Lady Chatterly argues that love complements people who are already whole
The first time I saw Cameron Crowe’s film Jerry Maguire, when Tom Cruise utters those famous words “You complete me,” I’ll admit that I (along with most of the female population) swooned. I was young, single, and idealistic. To me, those words described exactly how I thought love should be: finding that special person, who completes you. Who makes you feel “whole.”
A few weeks ago, channel surfing late at night while battling insomnia, I landed on Jerry Maguire and watched it through to the end. It was the first time I’d seen it in years and certainly the first time I’d watched it since getting married. When Tom Cruise uttered those iconic words the second time, I didn’t swoon. Not at all.

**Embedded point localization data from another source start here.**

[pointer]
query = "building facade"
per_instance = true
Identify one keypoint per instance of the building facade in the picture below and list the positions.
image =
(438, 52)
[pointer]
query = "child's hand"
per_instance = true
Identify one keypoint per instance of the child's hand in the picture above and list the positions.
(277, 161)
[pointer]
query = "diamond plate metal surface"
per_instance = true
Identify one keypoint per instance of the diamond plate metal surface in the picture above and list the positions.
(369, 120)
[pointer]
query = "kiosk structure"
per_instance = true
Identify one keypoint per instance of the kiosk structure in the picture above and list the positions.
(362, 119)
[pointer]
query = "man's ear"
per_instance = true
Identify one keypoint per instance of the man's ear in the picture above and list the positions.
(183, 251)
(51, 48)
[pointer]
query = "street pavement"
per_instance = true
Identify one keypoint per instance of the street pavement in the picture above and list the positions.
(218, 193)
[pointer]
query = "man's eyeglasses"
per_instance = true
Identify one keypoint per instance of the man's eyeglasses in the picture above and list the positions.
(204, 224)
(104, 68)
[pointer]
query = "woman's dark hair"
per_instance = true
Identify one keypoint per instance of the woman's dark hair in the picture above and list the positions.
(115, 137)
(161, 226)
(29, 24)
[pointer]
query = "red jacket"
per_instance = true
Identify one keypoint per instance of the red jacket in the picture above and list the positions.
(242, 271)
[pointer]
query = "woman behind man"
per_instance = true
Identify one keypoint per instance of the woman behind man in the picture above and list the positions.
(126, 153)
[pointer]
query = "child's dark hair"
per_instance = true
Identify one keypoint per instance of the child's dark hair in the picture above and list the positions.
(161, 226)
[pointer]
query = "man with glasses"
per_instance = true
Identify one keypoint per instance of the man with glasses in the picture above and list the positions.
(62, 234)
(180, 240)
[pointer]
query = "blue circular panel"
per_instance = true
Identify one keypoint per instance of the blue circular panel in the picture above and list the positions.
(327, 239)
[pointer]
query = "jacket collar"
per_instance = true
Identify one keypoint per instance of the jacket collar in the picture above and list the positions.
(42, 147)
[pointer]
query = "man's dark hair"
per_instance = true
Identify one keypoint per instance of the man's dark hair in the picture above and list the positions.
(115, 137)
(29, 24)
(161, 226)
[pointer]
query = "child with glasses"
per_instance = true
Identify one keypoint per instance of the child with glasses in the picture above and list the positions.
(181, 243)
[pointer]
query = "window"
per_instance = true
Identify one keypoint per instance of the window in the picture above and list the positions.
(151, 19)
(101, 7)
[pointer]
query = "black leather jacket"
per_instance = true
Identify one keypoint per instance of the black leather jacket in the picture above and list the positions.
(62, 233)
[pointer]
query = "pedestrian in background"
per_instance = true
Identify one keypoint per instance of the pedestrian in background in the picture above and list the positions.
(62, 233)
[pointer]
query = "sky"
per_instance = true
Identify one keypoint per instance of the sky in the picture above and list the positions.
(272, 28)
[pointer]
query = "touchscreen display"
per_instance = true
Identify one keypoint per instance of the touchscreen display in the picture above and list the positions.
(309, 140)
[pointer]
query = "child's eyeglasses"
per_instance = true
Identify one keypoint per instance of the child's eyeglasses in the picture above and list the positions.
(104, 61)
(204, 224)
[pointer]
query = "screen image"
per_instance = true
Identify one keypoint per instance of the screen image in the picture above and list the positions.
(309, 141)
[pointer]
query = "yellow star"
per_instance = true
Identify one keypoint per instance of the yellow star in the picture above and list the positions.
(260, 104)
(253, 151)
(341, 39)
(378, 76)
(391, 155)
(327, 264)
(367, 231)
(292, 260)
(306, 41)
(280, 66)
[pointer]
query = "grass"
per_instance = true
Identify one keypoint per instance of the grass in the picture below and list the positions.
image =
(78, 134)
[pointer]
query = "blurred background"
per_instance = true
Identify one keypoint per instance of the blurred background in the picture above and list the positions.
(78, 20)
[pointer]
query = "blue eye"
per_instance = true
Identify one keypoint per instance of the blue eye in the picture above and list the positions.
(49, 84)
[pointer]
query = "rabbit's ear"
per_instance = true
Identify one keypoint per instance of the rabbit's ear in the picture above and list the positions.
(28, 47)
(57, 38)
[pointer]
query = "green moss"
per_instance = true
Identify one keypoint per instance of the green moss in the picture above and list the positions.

It’s hard to deny that the expression “You complete me” is poetic and romantic. The stuff romantic comedies are made of. And yet, as I sat reflecting on the film in the quiet early hours of the morning, I realized that I felt very differently about my own relationship. You see, my husband doesn’t complete me. I wasn’t wandering around with a piece of myself missing until he came into my life. Without him, I would still be a “whole” person. We complement but also do not complete one another.
The idea of being half of one whole can be traced back to Greek Mythology. In his text Symposium, Plato writes “… humans were originally created with four arms, four legs and a head with two faces. Fearing their power, Zeus split them into two separate beings, condemning them to spend their lives in search of their other halves…” He adds: “Love is simply the name for the desire and pursuit of the whole.”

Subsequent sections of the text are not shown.